Constat cruel face à la singularité d’une œuvre : voici un bien beau film qu’on a bien du mal à recommander, tant il risque de déchaîner des réactions hostiles qu’on pourrait presque considérer légitimes.
Mes Provinciales est le film le plus français qu’on puisse imaginer, et se paie le luxe de remettre au (dé)goût du jour toute une tendance du cinéma hexagonal telle que la Nouvelle Vague l’imposa : excessivement littéraire, nombriliste, verbeux, long (2h15), érudit jusqu’au name dropping, par instant un peu faux et furieusement méta.
Ces arguments pour le honnir étant posés, il convient de questionner ces partis-pris. Dans ce récit initiatique à probable valeur autobiographique, Jean-Paul Civeyrac pose avant tout un regard sur la jeunesse éprise d’art. Ces étudiants montés à la capitale pour étudier le cinéma et réaliser des films sautent le pas : les cinéphiles lettrés font l’expérience de la pratique. Les longues scènes de dialogue sont avant tout l’autopsie d’un état aussi bouillonnant qu’illusoire, de ce moment clé ou l’adolescent pense être arrivé à maturité parce qu’il a lu beaucoup de livres, et peut les citer au gré de conversations avant tout théoriques.
Les phrases sont souvent insolentes, péremptoires et riches : on cite Novalis, Barnet et d’obscurs cinéastes Russes, et l’on semble justifier, au détour de certains échanges, les choix en vigueur dans le film encadrant : littérarité et détachement des personnages, fausseté, de temps à autre, de leur caractérisation. Le cinéma y est présenté sous sa forme absolue : un œuvre qui pourrait transformer le rêve en réalité, changer le monde, lui rendre sa dignité, l’expliquer. Autant de perches lancées au spectateur qui prend vite conscience que si telles sont les ambitions de Civeyrac, elles sont au mieux présomptueuses, au pire illusoires et contre-productives.
Mais les ébauches de parcours qui se dessinent révèlent en réalité un regard autrement lucide. Etienne, le protagoniste à l’auto-dénigrement « coquet », pour reprendre une remarque avisée qu’on lui fait, va surtout apprendre à se regarder en face. Sa fascination pour Mathias, étudiant incandescent, rimbaldien et sans aucune aptitude pour le compromis, est un leurre sur son parcours : c’est un personnage plus qu’une personne, et lorsqu’il se met à nu, c’est pour mettre au jour une fragilité dévastatrice. Etienne contemple avec recul les siens, se croit amoureux et fidèle tout en papillonnant, tombe amoureux de celle qui lui résiste, assiste, en pivot taiseux de sa communauté, aux différentes options qui s’offrent à l’impétrant créateur : la tendance du moment, la stérilité du génie, les pas de côté, l’idéologie engagée, l’accès laborieux au compromis par rapport au sublime fantasmé.

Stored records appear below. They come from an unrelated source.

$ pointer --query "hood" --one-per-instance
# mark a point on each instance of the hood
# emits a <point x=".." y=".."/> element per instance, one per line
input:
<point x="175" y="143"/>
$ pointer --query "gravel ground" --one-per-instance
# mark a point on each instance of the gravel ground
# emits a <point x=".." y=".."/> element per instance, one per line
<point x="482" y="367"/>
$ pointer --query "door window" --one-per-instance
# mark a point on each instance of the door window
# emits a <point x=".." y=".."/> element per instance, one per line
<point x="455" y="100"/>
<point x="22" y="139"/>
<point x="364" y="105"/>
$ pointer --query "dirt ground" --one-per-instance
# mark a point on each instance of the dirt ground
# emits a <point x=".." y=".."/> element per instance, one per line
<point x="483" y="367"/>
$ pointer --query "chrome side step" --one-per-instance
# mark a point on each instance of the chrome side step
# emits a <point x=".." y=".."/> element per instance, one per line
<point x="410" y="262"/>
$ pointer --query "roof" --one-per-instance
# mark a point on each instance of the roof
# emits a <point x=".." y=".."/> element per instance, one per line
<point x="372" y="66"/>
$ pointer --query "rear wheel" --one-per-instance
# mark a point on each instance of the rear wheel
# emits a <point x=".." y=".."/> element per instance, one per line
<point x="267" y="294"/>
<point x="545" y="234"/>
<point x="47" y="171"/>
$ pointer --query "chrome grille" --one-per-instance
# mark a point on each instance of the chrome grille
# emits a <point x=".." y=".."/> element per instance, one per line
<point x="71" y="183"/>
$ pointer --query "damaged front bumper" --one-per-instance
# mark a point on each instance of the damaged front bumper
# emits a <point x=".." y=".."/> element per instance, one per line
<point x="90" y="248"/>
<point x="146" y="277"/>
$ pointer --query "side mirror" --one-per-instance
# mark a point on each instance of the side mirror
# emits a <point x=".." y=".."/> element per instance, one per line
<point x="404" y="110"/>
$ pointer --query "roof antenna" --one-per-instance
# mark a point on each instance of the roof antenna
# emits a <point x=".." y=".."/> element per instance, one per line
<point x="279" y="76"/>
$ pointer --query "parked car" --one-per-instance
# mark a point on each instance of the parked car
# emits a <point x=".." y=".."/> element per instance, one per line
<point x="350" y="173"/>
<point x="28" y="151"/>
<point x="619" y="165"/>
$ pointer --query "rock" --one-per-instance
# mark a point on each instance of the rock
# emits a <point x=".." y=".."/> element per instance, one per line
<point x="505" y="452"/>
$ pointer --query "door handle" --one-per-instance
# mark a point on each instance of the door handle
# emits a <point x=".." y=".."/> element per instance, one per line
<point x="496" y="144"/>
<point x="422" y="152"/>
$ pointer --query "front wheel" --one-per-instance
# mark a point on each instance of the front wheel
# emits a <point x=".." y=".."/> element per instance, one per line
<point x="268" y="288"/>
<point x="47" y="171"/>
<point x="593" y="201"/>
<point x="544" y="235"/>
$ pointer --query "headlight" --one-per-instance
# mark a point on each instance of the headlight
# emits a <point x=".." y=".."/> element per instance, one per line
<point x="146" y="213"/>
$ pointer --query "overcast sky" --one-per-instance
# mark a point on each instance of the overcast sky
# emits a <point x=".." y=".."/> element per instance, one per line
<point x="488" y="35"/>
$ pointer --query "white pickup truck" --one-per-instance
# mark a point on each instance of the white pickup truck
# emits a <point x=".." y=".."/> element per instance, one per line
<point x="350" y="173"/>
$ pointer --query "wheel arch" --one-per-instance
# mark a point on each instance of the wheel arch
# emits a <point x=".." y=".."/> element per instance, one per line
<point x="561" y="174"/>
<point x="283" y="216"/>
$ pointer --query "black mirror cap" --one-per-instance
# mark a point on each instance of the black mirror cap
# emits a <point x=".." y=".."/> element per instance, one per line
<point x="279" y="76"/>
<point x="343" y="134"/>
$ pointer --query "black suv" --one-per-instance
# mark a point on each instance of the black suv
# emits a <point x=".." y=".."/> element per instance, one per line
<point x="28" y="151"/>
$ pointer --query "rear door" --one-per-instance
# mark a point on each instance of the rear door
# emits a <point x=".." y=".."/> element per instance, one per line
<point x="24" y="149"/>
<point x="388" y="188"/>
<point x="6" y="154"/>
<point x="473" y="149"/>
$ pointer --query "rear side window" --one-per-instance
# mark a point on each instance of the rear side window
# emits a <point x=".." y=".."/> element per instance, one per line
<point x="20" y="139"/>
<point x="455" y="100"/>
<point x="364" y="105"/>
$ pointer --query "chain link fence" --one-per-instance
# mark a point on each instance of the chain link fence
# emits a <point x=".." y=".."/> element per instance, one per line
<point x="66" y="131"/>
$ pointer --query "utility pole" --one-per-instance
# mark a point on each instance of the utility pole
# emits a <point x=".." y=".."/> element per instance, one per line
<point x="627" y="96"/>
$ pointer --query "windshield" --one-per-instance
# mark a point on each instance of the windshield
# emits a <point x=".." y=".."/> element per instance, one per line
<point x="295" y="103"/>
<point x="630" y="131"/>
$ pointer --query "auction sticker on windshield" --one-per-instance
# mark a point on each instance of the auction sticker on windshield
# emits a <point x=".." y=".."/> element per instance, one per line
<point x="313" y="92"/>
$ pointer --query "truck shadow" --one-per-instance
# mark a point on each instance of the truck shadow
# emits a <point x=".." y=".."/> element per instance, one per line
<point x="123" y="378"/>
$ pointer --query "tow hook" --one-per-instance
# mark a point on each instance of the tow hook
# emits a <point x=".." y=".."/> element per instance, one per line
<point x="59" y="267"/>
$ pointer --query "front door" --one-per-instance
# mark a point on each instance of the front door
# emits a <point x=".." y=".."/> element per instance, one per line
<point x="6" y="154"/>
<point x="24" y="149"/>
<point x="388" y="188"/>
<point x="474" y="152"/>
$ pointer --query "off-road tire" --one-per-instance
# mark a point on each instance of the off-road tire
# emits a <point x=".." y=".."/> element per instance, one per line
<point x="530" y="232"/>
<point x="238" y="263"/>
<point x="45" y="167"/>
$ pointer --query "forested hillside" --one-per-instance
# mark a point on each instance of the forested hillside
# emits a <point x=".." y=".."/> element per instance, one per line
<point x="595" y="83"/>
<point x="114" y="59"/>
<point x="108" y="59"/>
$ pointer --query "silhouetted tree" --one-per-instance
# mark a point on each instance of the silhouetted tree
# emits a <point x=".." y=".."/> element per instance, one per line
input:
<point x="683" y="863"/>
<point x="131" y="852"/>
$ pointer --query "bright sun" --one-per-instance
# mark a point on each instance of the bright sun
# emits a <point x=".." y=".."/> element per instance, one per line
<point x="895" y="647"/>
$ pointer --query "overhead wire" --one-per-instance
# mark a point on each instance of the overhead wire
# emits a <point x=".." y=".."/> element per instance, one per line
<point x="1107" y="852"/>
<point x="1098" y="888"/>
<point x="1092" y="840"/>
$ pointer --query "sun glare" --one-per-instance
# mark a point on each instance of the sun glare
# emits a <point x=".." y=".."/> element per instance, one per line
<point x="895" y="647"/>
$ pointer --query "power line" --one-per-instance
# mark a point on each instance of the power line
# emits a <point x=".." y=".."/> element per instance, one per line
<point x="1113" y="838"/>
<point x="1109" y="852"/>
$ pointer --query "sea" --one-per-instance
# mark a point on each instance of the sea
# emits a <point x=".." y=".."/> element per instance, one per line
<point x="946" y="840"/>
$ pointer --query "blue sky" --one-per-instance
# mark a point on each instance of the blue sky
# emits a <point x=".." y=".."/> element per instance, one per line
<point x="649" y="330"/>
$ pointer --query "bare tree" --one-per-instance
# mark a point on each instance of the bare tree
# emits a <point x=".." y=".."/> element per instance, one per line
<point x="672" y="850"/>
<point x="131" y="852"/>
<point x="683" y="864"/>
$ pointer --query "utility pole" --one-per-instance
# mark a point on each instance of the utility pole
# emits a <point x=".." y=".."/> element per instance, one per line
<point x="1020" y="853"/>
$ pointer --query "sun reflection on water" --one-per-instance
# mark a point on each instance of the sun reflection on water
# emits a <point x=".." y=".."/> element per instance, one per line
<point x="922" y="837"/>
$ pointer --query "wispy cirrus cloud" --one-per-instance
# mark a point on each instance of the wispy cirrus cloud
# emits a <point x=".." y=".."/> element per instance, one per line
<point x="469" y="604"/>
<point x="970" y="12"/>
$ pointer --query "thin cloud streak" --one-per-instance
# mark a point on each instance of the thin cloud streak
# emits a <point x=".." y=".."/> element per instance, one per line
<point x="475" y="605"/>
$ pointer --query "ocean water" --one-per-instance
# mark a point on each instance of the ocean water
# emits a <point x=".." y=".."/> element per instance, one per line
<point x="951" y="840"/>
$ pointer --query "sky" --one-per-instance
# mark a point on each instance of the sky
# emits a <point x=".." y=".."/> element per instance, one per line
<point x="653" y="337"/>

Un au-delà du discours tapisse ainsi Mes provinciales, dont la polysémie du titre est d’ailleurs éloquente : la référence à Pascal, explicite, est doublée des origines géographiques de la plupart des étudiants, et particulièrement des conquêtes amoureuses du personnage principal : ce sentiment intimidé des nouveaux venus dans la capitale nourrit la conviction qu’il faut parler haut et fort pour donner le change, quitte à le faire comme les livres et sonner faux.
C’est donc dans les interstices que se loge l’émotion réelle qu’abrite Mes provinciales : la musique, (Bach ou Mahler, sublimes) ce langage qui se passe des mots, l’écoulement du temps dans un recours aux ellipses et fondus enchaînés sur des séquences de plus en plus arbitraires et courtes, et le regard d’un jeune homme qui, progressivement, se dilate : d’étonnement, de doute, d’effroi ou d’humilité face au monde. L’épilogue, riche d’ambivalence, le montre ainsi embarqué dans une vie plus conventionnelle sur laquelle, imperceptiblement, le temps commence à s’installer ; mais la maturité nouvelle lui permet aussi d’offrir un nouveau regard, d’abord dans le café sur toutes les générations, de la quinqua qui s’engueule à la mère avec son enfant, et jusqu’aux étudiants érudits qui, déjà assurent la relève de l’idéalisme universel propre à un âge qui n’est plus le sien. Dans son appartement, enfin, pour une ouverture qui cite un plan d’un film (La porte d’Ilitch, de Marlen Khoutsiev) qu’il avait autrefois admiré avec ses comparses, et qui, sur un retour de Mahler, révèle en un même mouvement la pureté d’une émotion et l’acuité du regard d’un cinéaste en devenir.